The first is an observation study of 1,525 HIV-infected adults from the national Veterans Aging Cohort Study. To examine how depression may increase the risk of cardiovascular disease in HIV-infected individuals, the investigators will test whether depression is associated with high blood levels of inflammatory and clotting proteins that are known to predict future heart attacks. They will also test whether depressed adults treated with antidepressants or psychotherapy have lower levels of these proteins than those who did not receive treatment for their depression.
The second project supported by the grant explores whether depression treatment could be effective in reducing the risk of cardiovascular disease in HIV-infected adults. In a randomized controlled trial of 110 depressed adults treated with antiretroviral therapy, half will receive usual depression care while the others will also receive an evidence-based, computerized, cognitive-behavioral therapy for depression called Beating the Blues, used by England's National Health Service and recently adapted for use in the U.S. In previous work, Stewart and his collaborators have validated this computerized psychotherapy for depression, which can be confidentially and inexpensively administered.
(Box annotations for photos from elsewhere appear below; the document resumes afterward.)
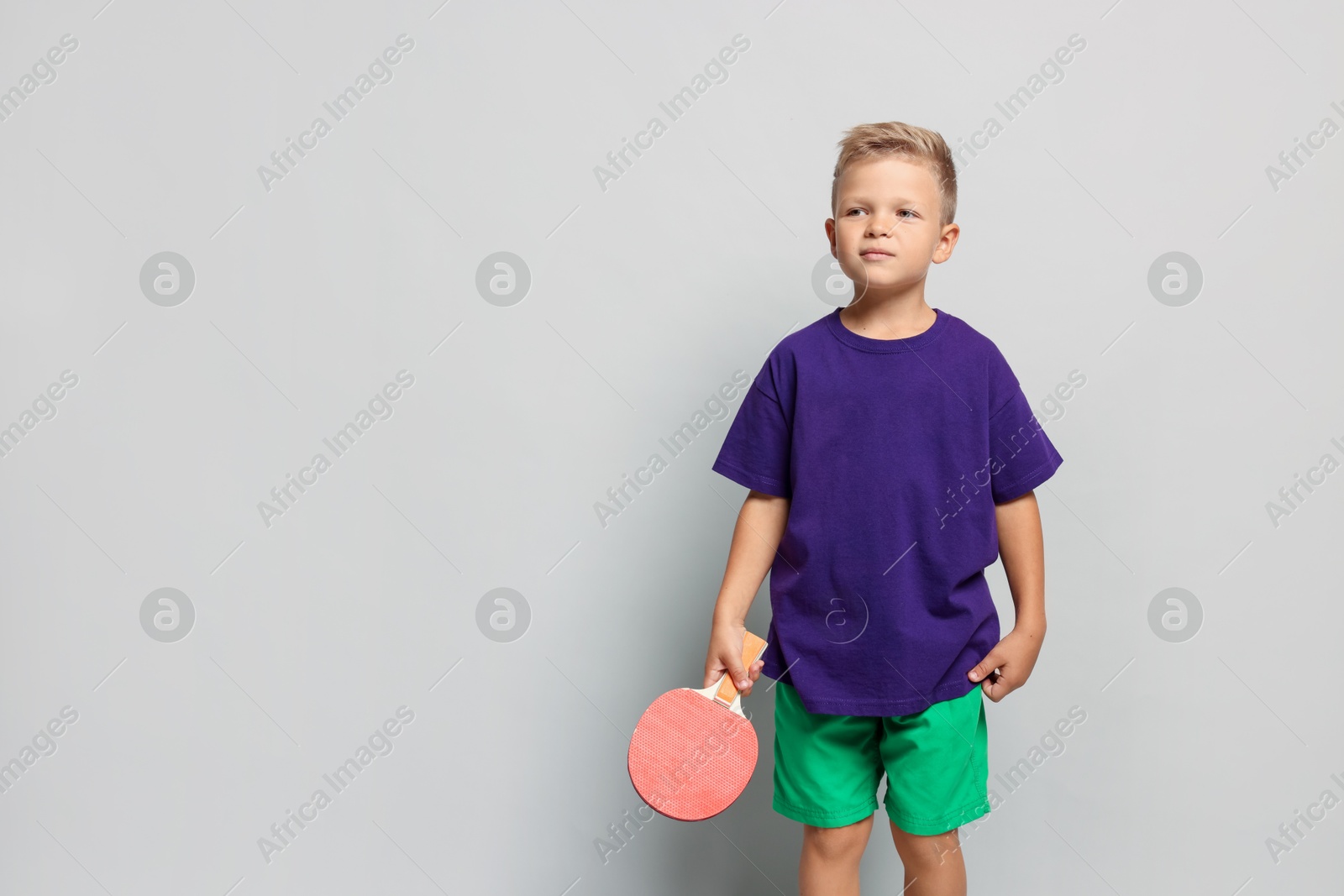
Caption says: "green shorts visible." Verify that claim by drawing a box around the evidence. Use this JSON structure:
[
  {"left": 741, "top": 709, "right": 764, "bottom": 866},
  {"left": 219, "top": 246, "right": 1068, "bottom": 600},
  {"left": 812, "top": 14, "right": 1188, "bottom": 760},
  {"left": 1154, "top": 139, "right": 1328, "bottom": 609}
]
[{"left": 774, "top": 681, "right": 990, "bottom": 836}]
During the newly funded study, two IUPUI clinical psychology doctoral students will coordinate the delivery of Beating the Blues. They also will track depression progress in the HIV-infected participants.
Depression is common among HIV-infected patients, with rates ranging from 20 to 40 percent. Cognitive-emotional symptoms of depression include sadness and loss of interest or pleasure. Fatigue, appetite changes and sleep disturbance are among the physical symptoms.
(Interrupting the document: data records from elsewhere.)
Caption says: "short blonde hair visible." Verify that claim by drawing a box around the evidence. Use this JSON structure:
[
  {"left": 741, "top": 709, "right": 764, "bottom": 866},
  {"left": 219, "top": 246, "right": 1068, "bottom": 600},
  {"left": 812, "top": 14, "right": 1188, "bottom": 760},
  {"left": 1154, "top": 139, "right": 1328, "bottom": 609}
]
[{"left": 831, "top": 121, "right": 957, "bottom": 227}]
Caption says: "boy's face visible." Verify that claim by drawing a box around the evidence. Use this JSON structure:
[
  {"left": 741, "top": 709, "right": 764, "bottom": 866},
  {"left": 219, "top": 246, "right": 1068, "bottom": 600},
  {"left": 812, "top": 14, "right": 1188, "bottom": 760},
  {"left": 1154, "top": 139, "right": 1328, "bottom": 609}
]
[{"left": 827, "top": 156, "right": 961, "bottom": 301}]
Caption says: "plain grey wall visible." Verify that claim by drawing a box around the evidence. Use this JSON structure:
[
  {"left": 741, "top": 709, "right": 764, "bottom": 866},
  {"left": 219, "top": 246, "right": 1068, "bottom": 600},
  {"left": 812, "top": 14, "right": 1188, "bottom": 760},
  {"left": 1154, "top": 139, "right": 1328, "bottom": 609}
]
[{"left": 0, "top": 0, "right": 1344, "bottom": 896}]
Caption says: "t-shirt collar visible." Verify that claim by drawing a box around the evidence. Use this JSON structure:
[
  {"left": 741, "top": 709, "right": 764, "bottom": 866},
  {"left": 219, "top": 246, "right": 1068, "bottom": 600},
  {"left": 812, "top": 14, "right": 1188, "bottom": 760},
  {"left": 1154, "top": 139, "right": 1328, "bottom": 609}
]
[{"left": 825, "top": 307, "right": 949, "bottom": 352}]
"We are excited because, if these two projects are successful, we may be able to provide clinicians caring for HIV-infected patients with a potent new tool -- depression treatment -- to lower the risk of or prevent heart attacks and strokes," said Stewart, who has had a long-term research interest in the link between depression and cardiovascular disease.
In 2008, he reported that the strength of the association between depression and future cardiovascular disease is similar to that of traditional risk factors like smoking, high blood pressure and high cholesterol in the general population. In 2014, he published a study that found that treatment of depression before any apparent signs of cardiovascular disease can decrease the risk of future heart attacks and strokes by almost half in depressed primary care patients.
"We are expanding our work from primary care patients -- a general population -- to a specific group -- adults with HIV," Stewart said. "In the future, we may extend this line of research to determine if depression treatment can help prevent cardiovascular disease in other patient groups."